The first observation is that output for commands containing flags like '-l' is wrapped after 80 characters in my terminal although it is actually wider than that:
$ python test.py -l
running: fab -f test.py -l
Test executing fabric tasks wrapped on the command-line vs. programmatically.
Available commands:
date Print the current date.
date_confirmed Also print the current date, but now with some interactiv...
$ fab -f test.py -l
Test executing fabric tasks wrapped on the command-line vs. programmatically.
Available commands:
date Print the current date.
date_confirmed Also print the current date, but now with some interactive confirmation and long docstring.
But funnily, the -d flag works fine (is not wrapped):
$ python test.py -d date_confirmed
running: fab -f test.py -d date_confirmed
Displaying detailed information for task 'date_confirmed':
Also print the current date, but now with some interactive confirmation and long docstring.
Arguments:
Apart from this running tasks worked quite well until I realized issues with fabric functions like fabric.contrib.console.confirm which interact with the user on the command-line. This makes my call to subprocess.Popen block:
$ python test.py date
running: fab -f test.py date
Mo 7 Apr 2014 15:26:17 CEST
[localhost] local: date
Done.
$ python test.py date_confirmed
running: fab -f test.py date_confirmed
^CTraceback (most recent call last):
File "test.py", line 42, in <module>
print(p.stdout.read().strip())
KeyboardInterrupt
I tried then to work around this by calling the fabric tasks programmatically using the "execute" function, which sort of works (here switched on with an --exec option):
$ python test.py --exec date
executing: date
[localhost] local: date
Mo 7 Apr 2014 15:24:34 CEST
$ python test.py --exec date_confirmed
executing: date_confirmed
Really? [y/N] y
[localhost] local: date
Mo 7 Apr 2014 15:24:38 CEST
But then I don't seem to find a way to execute several tasks chained as when given directly on the command-line for "fab", more or less in order not to loose shared data in the fabric environment.

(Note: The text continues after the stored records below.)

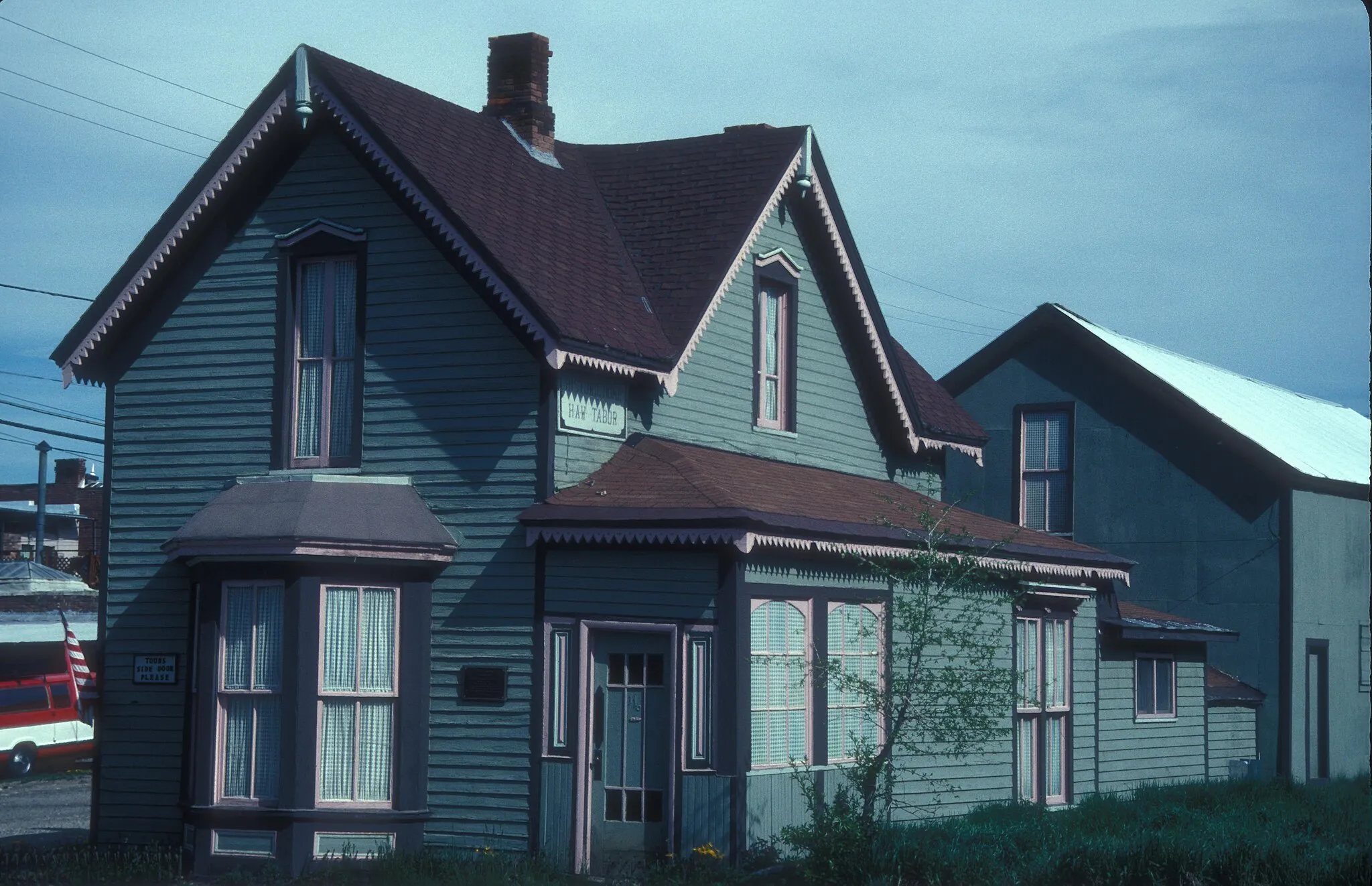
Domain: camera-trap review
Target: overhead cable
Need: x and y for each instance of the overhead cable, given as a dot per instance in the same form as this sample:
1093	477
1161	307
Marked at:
170	82
116	107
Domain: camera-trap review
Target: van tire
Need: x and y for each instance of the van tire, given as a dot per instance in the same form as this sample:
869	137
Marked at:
22	760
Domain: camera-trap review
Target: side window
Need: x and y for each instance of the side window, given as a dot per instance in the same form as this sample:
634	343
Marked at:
323	424
780	696
774	356
852	651
250	693
1046	470
1154	688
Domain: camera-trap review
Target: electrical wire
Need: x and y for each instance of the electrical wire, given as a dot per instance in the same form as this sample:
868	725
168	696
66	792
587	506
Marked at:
54	414
61	296
23	375
957	298
116	107
170	82
123	132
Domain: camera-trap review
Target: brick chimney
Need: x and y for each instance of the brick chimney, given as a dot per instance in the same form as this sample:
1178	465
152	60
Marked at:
69	472
517	86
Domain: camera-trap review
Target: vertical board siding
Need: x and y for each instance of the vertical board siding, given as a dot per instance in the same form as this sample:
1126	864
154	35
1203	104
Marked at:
450	399
662	584
556	806
774	802
713	402
707	812
1233	737
1136	752
1084	651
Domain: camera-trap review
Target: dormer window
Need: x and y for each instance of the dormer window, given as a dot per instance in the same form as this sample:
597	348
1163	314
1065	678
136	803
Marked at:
322	414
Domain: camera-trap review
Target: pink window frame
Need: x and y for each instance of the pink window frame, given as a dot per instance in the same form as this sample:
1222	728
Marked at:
807	612
1025	415
326	458
785	346
356	697
1042	712
221	694
1154	657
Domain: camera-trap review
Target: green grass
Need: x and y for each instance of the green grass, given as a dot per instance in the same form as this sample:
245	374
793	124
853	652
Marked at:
1265	834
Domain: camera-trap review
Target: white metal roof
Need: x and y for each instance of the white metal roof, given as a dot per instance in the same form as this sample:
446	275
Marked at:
1316	438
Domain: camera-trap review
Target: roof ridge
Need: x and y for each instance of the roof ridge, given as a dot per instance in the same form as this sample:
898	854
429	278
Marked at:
1094	326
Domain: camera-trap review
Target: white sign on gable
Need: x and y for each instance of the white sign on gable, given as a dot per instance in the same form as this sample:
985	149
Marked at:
592	405
154	668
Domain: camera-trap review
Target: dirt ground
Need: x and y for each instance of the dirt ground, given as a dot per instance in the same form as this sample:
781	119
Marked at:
46	810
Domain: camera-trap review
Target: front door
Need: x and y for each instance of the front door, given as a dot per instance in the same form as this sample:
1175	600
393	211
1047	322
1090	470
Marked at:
630	751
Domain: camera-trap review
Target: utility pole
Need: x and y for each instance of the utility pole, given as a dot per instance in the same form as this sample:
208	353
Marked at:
43	498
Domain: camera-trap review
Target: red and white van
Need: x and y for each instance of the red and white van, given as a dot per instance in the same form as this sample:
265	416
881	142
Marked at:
39	719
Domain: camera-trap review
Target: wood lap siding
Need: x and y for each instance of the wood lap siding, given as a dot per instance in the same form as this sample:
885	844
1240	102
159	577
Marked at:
450	401
1150	751
713	402
661	584
1233	737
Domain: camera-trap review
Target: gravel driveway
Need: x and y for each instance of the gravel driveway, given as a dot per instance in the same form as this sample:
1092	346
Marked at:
46	810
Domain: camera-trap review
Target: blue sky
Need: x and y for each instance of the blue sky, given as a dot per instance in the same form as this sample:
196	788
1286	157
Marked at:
1191	173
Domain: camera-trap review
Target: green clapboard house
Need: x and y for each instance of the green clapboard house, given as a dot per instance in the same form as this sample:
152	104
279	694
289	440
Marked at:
476	482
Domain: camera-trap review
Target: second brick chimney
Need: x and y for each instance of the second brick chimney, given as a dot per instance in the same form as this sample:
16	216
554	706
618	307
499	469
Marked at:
518	86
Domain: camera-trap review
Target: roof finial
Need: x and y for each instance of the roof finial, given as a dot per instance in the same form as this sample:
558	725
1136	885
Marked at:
807	168
302	86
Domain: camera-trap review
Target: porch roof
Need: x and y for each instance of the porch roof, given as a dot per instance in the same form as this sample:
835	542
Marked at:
665	491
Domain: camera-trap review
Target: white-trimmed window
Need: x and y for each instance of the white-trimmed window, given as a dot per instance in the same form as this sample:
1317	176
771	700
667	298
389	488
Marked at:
1043	706
1154	688
357	693
1046	470
699	681
559	686
250	693
780	689
323	416
853	649
774	357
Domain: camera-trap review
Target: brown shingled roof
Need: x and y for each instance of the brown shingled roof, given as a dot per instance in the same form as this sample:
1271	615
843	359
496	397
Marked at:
665	483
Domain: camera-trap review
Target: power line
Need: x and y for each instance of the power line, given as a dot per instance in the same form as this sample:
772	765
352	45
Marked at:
61	434
170	82
23	375
61	296
124	132
957	298
106	105
70	452
48	412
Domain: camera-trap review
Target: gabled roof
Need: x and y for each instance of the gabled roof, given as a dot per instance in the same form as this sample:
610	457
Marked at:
656	490
1225	689
616	258
1312	438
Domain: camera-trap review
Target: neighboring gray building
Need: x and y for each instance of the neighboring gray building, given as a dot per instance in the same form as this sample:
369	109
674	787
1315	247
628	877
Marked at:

So I wonder: what is the recommended best practice for wrapping fabric inside another tool/package? Or is there a way to make Popen not block on interactive functions like confirm? I have attached a simple script illustrating what I mean (used in the snippets above), running trivial local tasks without chaining.
Thanks in advance,
Dinu
PS: Sorry if this is a FAQ! If so I've managed to not find it.